I’ve attached an article on this very subject by Financial Times’s restaurant critic Nicholas Lander as reprinted in last week’s blog by Jancis Robinson, one of the world’s premier wine experts (and someone I’ve adored for decades). Expansion of delivery-only kitchens is reshaping the restaurant business — and perhaps also our waistlines. Or it may simply satisfy an innate desire to nest.

Every year I write about food trends as gleaned from the best in the business, and there are many exciting ones on the horizon. Is seaweed the next kale? Are wildly creative sandwiches reshaping how we think about breakfast? Will congee be the next new thing? (I am crazy about it; any time of the day.) There’s all this and lots more in the 2017 food and beverage forecast from Baum+Whiteman International Restaurant Consultants, which you can read about here. Most intriguing in this report is an analysis of why vegetables are becoming the new “comfort food,” and whether that means we’re saying goodbye to mac-and-cheese.

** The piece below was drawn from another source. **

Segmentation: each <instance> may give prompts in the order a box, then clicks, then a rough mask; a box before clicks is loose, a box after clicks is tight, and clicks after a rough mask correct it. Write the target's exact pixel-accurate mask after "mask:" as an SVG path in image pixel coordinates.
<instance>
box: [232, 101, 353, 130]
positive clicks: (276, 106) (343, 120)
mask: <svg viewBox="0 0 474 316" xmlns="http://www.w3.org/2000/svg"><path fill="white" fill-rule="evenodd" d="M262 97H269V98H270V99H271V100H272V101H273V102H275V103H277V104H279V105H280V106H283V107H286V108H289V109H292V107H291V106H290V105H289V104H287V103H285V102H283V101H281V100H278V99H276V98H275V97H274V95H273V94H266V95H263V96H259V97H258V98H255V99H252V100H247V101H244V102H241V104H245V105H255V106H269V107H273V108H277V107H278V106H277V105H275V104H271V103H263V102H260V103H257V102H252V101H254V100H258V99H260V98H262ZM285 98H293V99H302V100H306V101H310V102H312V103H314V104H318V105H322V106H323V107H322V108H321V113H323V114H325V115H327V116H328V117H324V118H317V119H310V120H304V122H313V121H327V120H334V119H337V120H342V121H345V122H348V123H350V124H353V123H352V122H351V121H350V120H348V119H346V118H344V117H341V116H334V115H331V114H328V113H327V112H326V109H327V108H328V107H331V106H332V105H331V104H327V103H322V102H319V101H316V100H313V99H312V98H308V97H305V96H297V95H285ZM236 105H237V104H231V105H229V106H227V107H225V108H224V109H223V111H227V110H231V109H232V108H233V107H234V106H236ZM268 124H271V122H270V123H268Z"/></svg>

What are some other trends on the horizon? Well, gentrification of the $4 “chopped cheese” for one. A sandwich, made famous in the bodegas of Harlem and the South Bronx, went viral this year, causing a stampede to the upper reaches of the city. This mélange of ground beef, American cheese and condiments, all piled on a hero bucks the trend of highly contrived, super-creative, attention-getting food served elsewhere at more like $4 a bite.

Another trend? Chef magicians turning food-waste into delectable things to eat. I am one of them and among the first to fry carrot tops to use as a garnish, and definitely the first to boil the peelings of fresh asparagus to resemble fettuccine. I also make “compost soup,” and transform leftover bits of iceberg lettuce into a wondrous vegetable by simply sautéing with olive oil and lemony sumac. I pulverize old gnarly carrots into “nibs” and toss them with couscous. So good. And essential to creating a sustainable planet.

Other trends? Chefs who use menu language in new ways and intentionally break from traditional forms. I now teach a class at the New School for Social Research (in New York City) called “The Language of Food,” which looks at menus as a form of literature. And chefs, like poets, use the fewest possible words to express desire and hunger, getting to the essence of a dish quickly, like good haiku. More? Specialty drinks with LED lights inside the ice cubes has a certain poetry of its own, as does “candy floss” (the British word for cotton candy) used in brand new ways.

More? It’s time to click on Whiteman’s forecast for 2017 – sporting the 13 hottest food & beverage trends in restaurant & hotel dining, not to mention 23 prescient buzzwords. According to Nick Lander’s in December’s Financial Times, “Michael Whiteman is a striking example of a lifetime well spent in the American hospitality business.” As the guy who (with his partner Joe Baum) created the world’s first food courts and five of New York’s three-star restaurants, including the legendary Windows on the World and the Rainbow Room, he knows a thing or two about what’s happening.